Currently, there are no AODA education standards. However, two AODA standards development committees have drafted recommendations of guidelines that AODA education standards should include. One committee has recommended guidelines for the kindergarten to grade twelve (K-12) education system. In this article, we outline recommended guidelines for accessible communication within and between school boards.
Accessible Communication Within and Between School Boards
Communication is vital in class, but also outside the classroom. Students, families, teachers, administrators, and other staff all need to learn from each other. Students and families can share important information about their cultural backgrounds, to support barrier-free learning across cultures. Similarly, schools and school boards need to communicate easily with students’ families.
Therefore, the Committee recommends that the Ministry of Education and school boards should provide accessible and open communication with:
- The public
Communication from schools or school boards should be timely, and available in accessible formats. Accessible websites or apps can be valuable ways of sharing information.

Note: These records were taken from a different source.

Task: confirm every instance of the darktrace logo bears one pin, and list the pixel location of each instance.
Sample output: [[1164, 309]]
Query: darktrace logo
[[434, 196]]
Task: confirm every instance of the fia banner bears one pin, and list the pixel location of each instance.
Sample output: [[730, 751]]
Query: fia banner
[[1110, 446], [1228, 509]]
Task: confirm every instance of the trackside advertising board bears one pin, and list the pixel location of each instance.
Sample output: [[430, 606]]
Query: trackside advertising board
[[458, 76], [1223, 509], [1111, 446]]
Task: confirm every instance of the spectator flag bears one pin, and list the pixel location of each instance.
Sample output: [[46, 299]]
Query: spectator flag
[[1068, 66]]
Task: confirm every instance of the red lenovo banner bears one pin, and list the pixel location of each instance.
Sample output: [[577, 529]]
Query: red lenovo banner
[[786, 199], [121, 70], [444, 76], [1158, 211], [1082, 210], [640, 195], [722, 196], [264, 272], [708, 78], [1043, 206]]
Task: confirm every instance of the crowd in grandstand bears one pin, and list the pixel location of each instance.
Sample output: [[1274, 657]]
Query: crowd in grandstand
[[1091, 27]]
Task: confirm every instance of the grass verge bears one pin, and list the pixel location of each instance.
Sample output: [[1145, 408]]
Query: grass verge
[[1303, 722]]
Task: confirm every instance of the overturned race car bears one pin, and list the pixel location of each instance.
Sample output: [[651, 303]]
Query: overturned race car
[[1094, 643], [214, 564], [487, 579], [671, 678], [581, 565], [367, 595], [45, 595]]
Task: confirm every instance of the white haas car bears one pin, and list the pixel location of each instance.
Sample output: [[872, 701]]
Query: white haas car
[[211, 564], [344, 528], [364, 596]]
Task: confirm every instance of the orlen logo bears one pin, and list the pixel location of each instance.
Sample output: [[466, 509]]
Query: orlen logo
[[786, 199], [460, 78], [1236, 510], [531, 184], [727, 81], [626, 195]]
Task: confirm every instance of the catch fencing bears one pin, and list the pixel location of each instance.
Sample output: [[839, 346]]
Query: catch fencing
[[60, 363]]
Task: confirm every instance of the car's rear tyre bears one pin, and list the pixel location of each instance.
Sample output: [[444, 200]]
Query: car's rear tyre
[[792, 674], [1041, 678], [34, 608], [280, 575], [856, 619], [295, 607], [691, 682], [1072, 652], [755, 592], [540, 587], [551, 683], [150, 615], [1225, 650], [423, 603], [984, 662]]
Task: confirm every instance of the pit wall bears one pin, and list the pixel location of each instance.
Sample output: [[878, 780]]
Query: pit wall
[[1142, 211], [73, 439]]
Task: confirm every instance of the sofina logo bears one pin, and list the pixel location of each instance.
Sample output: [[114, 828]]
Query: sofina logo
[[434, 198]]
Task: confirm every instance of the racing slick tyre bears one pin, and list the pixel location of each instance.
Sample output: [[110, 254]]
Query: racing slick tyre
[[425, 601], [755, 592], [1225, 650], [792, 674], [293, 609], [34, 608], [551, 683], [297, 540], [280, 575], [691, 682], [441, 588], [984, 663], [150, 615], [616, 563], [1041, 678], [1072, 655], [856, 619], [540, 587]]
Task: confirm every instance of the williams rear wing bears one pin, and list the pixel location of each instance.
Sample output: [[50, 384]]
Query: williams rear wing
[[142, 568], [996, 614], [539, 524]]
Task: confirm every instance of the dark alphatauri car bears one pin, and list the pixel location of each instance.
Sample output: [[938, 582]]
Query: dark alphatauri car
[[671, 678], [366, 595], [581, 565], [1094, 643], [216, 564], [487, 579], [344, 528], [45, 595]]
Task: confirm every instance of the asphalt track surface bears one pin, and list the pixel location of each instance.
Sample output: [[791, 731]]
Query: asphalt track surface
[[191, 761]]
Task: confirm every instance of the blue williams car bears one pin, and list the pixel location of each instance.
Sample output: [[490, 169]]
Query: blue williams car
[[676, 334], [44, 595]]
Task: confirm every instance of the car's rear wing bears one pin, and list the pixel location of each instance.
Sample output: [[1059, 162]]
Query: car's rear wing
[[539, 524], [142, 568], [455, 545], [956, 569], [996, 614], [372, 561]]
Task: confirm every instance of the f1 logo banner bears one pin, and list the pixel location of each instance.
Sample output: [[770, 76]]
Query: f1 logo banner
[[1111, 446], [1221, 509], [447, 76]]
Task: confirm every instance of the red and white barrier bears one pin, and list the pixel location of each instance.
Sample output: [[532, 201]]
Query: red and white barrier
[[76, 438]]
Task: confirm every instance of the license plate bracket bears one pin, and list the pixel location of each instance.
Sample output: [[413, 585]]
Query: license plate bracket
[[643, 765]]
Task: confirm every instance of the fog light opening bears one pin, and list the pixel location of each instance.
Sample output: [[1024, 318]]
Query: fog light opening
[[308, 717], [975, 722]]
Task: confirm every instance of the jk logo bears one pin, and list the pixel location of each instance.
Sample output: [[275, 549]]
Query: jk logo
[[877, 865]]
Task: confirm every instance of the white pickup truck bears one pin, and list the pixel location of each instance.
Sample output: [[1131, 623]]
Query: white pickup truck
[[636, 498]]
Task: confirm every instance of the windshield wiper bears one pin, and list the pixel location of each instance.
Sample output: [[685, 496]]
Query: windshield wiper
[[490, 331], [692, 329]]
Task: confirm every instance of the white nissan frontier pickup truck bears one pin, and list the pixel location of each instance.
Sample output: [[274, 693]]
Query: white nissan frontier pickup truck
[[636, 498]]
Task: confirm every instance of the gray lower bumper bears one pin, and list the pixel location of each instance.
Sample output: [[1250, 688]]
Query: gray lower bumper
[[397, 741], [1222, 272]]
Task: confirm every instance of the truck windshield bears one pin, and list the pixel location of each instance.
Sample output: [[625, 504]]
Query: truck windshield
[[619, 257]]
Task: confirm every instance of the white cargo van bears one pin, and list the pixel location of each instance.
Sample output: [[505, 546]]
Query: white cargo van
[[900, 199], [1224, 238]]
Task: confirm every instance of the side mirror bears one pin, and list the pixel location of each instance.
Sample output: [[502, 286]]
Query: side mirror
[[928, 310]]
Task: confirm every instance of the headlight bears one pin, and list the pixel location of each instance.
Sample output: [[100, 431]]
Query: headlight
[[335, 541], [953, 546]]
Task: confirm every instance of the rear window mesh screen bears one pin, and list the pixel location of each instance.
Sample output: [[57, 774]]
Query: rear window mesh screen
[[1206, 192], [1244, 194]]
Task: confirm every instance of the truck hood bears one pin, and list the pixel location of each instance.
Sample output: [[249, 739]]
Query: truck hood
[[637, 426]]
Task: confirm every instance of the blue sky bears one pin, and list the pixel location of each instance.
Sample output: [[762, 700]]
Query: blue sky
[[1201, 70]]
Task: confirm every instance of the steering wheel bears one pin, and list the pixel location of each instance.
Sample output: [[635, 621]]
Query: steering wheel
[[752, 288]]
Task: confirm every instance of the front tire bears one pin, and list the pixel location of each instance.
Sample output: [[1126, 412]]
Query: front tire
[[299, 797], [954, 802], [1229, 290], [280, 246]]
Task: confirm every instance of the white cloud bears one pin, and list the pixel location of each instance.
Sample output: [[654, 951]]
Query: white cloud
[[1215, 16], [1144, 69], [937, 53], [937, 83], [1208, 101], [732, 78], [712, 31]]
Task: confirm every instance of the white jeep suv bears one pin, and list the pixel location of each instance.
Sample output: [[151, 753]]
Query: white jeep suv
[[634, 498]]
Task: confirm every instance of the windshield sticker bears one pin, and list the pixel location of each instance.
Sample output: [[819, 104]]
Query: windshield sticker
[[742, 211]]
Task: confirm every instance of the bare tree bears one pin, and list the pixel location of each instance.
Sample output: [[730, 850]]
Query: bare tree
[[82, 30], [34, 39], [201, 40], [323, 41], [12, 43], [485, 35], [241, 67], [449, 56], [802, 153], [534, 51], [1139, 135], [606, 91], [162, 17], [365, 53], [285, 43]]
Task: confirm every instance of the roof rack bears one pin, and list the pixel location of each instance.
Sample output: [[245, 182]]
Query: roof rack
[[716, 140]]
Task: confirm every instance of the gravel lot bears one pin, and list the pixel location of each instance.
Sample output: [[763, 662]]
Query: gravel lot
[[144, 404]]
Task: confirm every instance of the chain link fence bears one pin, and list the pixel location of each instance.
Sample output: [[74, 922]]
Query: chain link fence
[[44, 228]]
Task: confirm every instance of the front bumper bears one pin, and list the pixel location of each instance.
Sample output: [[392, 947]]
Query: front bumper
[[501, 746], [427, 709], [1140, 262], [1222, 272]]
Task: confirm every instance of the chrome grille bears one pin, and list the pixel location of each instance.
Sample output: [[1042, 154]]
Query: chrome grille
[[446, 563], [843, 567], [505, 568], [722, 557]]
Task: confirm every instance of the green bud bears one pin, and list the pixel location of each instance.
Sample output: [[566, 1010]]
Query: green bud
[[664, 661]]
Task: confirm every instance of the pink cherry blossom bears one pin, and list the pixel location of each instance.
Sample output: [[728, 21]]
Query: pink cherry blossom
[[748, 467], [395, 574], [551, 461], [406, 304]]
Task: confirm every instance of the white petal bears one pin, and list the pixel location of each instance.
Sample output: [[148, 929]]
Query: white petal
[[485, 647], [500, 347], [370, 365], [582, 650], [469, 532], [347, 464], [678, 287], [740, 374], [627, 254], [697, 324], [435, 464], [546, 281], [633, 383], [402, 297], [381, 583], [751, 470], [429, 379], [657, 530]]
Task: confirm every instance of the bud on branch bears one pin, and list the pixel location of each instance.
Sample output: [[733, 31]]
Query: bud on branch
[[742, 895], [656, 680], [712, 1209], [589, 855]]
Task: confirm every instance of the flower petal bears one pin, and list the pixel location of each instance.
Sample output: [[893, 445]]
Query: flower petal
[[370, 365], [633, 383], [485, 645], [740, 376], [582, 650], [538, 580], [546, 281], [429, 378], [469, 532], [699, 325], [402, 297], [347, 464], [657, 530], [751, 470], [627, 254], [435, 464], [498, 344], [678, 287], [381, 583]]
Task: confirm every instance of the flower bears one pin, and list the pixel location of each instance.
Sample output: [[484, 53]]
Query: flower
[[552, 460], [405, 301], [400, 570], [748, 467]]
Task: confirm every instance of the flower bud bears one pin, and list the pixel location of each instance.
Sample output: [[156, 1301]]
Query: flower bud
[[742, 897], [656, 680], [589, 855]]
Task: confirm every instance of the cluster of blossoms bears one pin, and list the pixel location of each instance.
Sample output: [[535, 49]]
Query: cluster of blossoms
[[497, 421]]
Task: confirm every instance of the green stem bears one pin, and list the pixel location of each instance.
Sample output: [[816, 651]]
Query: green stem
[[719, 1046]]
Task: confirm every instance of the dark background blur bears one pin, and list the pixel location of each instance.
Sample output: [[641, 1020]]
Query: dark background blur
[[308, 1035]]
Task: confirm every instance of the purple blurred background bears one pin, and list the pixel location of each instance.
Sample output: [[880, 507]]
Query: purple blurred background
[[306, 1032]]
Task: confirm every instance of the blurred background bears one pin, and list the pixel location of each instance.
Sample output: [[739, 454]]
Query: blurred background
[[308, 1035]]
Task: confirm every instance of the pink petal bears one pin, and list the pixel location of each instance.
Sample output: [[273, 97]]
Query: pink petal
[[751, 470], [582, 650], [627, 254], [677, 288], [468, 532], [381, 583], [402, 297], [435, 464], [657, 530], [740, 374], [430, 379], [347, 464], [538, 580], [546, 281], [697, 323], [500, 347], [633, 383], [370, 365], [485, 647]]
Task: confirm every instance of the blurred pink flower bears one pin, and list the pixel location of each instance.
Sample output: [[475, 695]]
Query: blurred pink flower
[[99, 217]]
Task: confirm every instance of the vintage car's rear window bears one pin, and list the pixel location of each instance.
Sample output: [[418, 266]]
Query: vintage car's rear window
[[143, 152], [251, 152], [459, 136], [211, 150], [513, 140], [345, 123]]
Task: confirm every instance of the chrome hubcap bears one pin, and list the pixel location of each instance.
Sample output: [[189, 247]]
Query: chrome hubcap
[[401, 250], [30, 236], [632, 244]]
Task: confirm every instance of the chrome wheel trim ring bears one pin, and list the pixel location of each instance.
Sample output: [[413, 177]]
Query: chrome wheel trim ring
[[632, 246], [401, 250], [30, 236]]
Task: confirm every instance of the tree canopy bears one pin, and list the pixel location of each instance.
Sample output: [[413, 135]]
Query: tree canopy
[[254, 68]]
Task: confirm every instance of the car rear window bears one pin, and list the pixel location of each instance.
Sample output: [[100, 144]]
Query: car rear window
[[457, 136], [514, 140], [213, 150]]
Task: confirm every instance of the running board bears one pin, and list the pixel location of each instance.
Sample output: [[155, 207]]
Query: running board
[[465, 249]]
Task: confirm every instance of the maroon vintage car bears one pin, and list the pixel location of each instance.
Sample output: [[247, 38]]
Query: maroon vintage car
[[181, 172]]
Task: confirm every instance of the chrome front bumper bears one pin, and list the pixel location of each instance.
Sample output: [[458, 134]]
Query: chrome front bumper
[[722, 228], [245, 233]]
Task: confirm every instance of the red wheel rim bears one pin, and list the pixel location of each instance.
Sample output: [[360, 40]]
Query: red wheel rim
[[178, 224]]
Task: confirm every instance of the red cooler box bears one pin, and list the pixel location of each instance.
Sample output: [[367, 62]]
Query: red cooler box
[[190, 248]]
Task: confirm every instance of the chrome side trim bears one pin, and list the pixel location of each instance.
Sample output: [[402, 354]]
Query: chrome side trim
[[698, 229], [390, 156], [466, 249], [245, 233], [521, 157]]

Likewise, if schools, school boards, or the Ministry seek feedback from families, this communication should also be accessible. For instance, if a school board asks families to complete a survey, families of many backgrounds should find the survey accessible. As a result, schools and school boards should create, monitor, and review policies to ensure that families can access communication.
Communication also allows school boards to share information and resources to improve accessibility in and outside of the classroom. If one school board lacks knowledge about how to meet the needs of students with disabilities, students in that region will be disadvantaged. However, school boards lacking knowledge and resources can learn from the experience of staff from other school boards. Exposure to resources and research about teaching students with a wide variety of abilities can help staff overcome attitudinal barriers in school. For example, staff can learn from other school boards about creating accessible:
- Online learning, and other web-based school resources
- Science, technology, engineering and math (STEM) lessons for students with print disabilities
- Library resources
- Lessons about disability
- Extra-curricular activities
- Job placements
- Field trips
Therefore, the Committee recommends that the Ontario government should establish an accessibility “hub”. This hub would be an archive of resources and research about accessible education. The Committee suggests making the hub available online, so that students, staff, and families from all school boards could use it. When teachers have resources that support them in designing and delivering accessible lessons, they can give more students a positive and full school experience.